A Large Language Model Based on Real-world Data Predicts Chronic Diseases Risks
Based on multiple open-source general large language models (LLMs), we trained risk prediction LLMs for 20 health outcomes, including myocardial infarction, stroke, and diabetes utilizing a supervised fine-tuning approach. These LLMs were developed with the LLaMA-Factory package, where censoring data and competing risk events were identified through natural language, meeting the needs of survival prediction. The trained LLMs can predict individual health outcomes using health examination reports, effectively addressing the sensitivity of traditional predictive models to missing variables. Additionally, these LLMs can be integrated into the vLLM inference framework, with the Paged-Attention mechanism boosting inference efficiency. Our LLMs achieved superior performance compared to traditional approaches and GPT-4 across validation sets for multiple health outcomes, with an AUC of 0.92 for 5-year diabetes risk prediction, demonstrating strong clinical applicability.
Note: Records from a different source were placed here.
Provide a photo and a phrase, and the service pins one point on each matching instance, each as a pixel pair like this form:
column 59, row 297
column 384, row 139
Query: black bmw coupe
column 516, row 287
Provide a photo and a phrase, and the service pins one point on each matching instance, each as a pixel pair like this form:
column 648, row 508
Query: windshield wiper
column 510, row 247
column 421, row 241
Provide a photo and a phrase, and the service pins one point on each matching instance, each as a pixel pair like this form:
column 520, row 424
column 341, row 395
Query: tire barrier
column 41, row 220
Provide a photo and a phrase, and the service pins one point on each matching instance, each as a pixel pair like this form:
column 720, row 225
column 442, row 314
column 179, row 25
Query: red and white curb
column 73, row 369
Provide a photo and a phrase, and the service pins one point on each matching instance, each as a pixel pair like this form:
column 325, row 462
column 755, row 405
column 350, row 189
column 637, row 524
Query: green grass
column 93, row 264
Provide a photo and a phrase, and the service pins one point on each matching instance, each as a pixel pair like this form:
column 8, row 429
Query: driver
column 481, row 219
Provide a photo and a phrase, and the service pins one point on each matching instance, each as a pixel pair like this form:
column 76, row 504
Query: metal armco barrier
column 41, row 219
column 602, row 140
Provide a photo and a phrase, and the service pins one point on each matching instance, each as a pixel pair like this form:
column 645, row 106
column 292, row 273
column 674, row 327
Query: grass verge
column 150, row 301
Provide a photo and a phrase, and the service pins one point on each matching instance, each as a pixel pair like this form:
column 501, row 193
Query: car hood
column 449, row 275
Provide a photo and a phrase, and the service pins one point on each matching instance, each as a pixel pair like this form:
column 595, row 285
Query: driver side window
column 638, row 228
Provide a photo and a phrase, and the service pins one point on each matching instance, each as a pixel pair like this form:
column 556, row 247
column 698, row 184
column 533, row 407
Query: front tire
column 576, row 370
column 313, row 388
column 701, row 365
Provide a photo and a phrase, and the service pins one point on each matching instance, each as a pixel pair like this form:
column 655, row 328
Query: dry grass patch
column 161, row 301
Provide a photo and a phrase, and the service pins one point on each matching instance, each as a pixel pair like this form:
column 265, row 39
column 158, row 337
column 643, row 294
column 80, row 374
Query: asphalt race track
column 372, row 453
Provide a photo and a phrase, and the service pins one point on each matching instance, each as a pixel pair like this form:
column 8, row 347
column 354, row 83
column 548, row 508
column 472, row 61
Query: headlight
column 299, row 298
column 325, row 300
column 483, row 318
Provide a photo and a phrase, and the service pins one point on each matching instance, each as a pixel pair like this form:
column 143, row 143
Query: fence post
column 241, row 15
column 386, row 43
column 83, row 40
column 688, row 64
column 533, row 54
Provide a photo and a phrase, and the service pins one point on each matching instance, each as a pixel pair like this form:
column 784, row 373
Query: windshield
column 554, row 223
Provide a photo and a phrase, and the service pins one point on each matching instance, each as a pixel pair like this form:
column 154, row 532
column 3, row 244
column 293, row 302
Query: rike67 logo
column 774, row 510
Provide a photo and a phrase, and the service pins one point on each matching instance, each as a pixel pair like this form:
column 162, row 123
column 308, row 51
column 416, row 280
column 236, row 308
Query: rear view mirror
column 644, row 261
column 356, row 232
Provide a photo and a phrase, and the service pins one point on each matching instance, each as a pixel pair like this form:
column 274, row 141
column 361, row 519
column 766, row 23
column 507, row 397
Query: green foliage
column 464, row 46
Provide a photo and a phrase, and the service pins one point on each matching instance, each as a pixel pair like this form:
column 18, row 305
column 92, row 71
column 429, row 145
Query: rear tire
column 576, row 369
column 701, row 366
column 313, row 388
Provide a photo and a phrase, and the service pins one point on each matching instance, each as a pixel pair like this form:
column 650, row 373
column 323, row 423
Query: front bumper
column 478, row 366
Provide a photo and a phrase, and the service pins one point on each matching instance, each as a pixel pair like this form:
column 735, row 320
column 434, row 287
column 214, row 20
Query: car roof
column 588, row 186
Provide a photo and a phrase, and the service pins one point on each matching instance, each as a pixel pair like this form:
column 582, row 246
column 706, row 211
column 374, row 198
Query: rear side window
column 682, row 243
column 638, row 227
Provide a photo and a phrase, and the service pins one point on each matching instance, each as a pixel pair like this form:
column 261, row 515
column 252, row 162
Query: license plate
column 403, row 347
LLMs-based Personalized Health Guidance and Disease Intervention and Hallucinations Metrics
The imbalance in existing medical resources leads to significant disparities in health interventions, with disease prevention and intervention lacking benchmark datasets for large language models (LLMs). Furthermore, hallucination issues hinder the practical application of LLMs in the medical field. To address these challenges, this research focuses on personalized health guidance and interventions based on dynamic multi-expert intelligent agents and explores hallucination metrics for LLMs driven by anomaly detection. Through this in-depth study, we aim to improve the quality and accessibility of healthcare services, reduce healthcare costs, promote personalized health management, and enhance the safety and trustworthiness of large medical models.